While there are permanent district judges, there are no district. Criminal trials are prosecuted by a state attorney attached to the relevant regional court. In minor cases, the public prosecutor can assign a district prosecutor to substitute for them. The district prosecutor is not necessarily an attorney, however, and cannot act on their own initiative or authority.
Regional courts
There are 18 regional courts in Austria; their seats are in Eisenstadt, Feldkirch, Graz, Innsbruck, Klagenfurt, Korneuburg, Krems an der Donau, Leoben, Linz, Ried im Innkreis, Salzburg, Sankt Pölten, Steyr, Vienna, Wels, and Wiener Neustadt. In Graz and Vienna, the civil and criminal chambers set up as two separate courts, meaning that Graz and Vienna each have a civil regional court and a criminal regional court.Regional courts are responsible for
- exercising original jurisdiction over all civil and criminal matters not handled by district courts;
- hearing appeals on facts and law against district court decisions;
- keeping the company register.
- Suits at employment law or social assistance law are decided by a panel of three judges, one professional judge and two lay judges. The lay judges are lay judges and are effectively meant to double as court-appointed disinterested expert witnesses.

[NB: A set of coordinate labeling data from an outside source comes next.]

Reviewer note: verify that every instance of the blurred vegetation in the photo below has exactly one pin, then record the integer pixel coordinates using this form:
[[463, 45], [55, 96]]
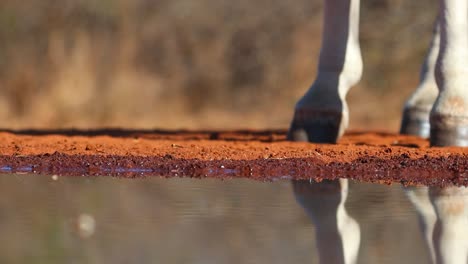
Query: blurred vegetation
[[193, 64]]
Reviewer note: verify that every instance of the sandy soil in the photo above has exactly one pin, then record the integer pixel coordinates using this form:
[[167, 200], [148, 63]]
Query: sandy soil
[[259, 155]]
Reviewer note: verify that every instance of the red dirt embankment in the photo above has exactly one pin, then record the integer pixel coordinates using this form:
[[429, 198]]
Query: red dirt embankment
[[259, 155]]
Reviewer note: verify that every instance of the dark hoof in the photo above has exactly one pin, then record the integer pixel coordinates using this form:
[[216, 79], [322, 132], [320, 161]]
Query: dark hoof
[[415, 122], [454, 136], [316, 126]]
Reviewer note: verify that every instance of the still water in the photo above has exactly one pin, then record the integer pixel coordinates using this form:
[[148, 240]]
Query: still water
[[45, 219]]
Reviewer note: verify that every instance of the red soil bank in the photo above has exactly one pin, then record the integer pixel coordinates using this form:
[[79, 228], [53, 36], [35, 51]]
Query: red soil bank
[[259, 155]]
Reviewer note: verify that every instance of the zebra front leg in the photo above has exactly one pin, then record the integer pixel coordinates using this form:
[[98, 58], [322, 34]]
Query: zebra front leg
[[415, 119], [321, 115], [337, 234], [449, 115]]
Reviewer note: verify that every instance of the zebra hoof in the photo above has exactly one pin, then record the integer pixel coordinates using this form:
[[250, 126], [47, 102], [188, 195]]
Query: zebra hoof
[[415, 122], [317, 126]]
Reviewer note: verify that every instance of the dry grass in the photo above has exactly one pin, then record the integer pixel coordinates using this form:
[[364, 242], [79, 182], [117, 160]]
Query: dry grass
[[193, 64]]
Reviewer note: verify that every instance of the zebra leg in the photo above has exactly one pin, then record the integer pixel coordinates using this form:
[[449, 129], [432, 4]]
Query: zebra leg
[[415, 119], [449, 115], [321, 115]]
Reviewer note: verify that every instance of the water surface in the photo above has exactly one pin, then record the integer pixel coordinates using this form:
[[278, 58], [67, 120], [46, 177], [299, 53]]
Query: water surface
[[45, 219]]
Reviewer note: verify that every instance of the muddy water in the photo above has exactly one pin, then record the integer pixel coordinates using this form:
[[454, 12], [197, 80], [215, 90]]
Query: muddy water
[[106, 220]]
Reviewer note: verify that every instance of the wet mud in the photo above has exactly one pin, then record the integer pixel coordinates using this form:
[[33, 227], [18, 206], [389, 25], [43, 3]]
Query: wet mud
[[259, 155]]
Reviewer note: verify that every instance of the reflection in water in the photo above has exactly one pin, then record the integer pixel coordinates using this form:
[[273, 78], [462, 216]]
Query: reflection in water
[[154, 220], [337, 234], [442, 213]]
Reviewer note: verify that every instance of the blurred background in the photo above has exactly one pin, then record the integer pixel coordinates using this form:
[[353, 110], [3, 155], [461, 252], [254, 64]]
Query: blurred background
[[197, 64], [194, 63]]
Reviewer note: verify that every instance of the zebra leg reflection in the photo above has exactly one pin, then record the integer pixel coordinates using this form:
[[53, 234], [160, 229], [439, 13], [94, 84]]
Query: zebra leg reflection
[[337, 233], [451, 229]]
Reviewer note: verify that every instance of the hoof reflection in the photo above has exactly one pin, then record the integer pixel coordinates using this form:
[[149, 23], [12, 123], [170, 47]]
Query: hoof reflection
[[337, 233], [443, 215]]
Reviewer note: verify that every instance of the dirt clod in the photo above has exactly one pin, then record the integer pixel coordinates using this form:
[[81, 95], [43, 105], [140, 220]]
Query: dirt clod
[[259, 155]]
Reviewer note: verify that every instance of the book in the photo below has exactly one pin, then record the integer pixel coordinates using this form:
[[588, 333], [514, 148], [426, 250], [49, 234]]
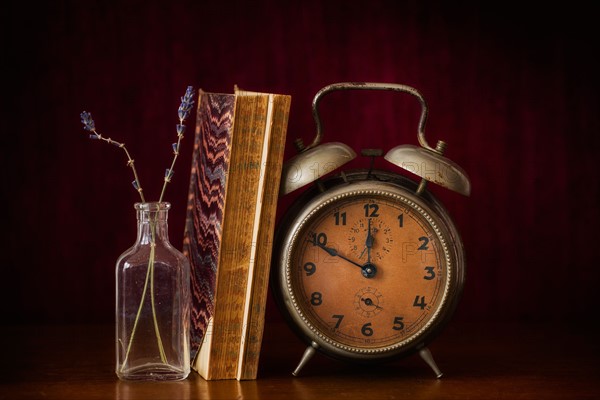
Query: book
[[258, 274], [229, 216]]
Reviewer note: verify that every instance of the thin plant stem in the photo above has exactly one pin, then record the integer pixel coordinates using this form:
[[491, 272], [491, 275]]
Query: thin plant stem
[[130, 161], [149, 277], [161, 349]]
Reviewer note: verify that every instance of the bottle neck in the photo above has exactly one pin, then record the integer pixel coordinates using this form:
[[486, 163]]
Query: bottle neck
[[152, 222]]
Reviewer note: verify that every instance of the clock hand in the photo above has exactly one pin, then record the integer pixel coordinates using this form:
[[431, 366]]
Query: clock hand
[[334, 253], [368, 270], [368, 244]]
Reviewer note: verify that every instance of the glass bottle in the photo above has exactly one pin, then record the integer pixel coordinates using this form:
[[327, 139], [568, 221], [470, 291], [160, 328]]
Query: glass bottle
[[153, 302]]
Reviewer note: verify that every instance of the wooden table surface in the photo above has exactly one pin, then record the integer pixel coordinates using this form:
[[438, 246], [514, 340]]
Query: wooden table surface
[[479, 361]]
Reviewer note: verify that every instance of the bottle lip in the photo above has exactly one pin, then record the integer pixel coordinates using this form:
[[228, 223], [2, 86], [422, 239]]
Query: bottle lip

- Other civil suits can be tried by three-judge panels upon request of the parties if the amount in dispute exceeds EUR 100,000. In cases at mercantile law, the panel consists of two professional judges and one expert lay judge. In other cases, the panel consists of three professional judges.
- Criminal trials are held before three-judge panels, four-judge panels, or juries in cases of alleged homicide, sexual assault, robbery, certain types of grand larceny or fraud, and in any case where the alleged crime carries a maximum jail term of more than five years. The specifics are somewhat involved; the following is a rough outline:
- * Most of the cases outlined above go before a three-judge panel consisting of one professional judge and two lay judges.
- * In cases of alleged manslaughter, aggravated robbery, rape, membership in a terrorist organization, abuse of official authority, or financial crimes causing more than EUR 1,000,000 in damage, a second professional judge is added to the panel.
- * Charges of murder, actual terrorist violence, or armed insurrection are jury trials decided by three professional judges and eight jurors. The same is true for treason, a number of other political crimes, and all other crimes with minimum jail terms of more than five and maximum jail terms of more than ten years.
Appeals of district courts decisions to regional courts are decided by three-judge panels: two professional judges and one expert lay judge in trials at mercantile law, three professional judges in all other civil matters and in all criminal cases.
Routine company register decisions are made by single judges or by judicial clerks.
Attached to every regional court dealing with criminal trials, there is a branch of the state prosecution service and a prison. Regional courts and regional-level state prosecutors organize and supervise most of the pre-trial work in Austria, even in cases in which the main court proceedings are going to take place in a district court. In many ways, the regional courts are the backbone of the Austrian judiciary.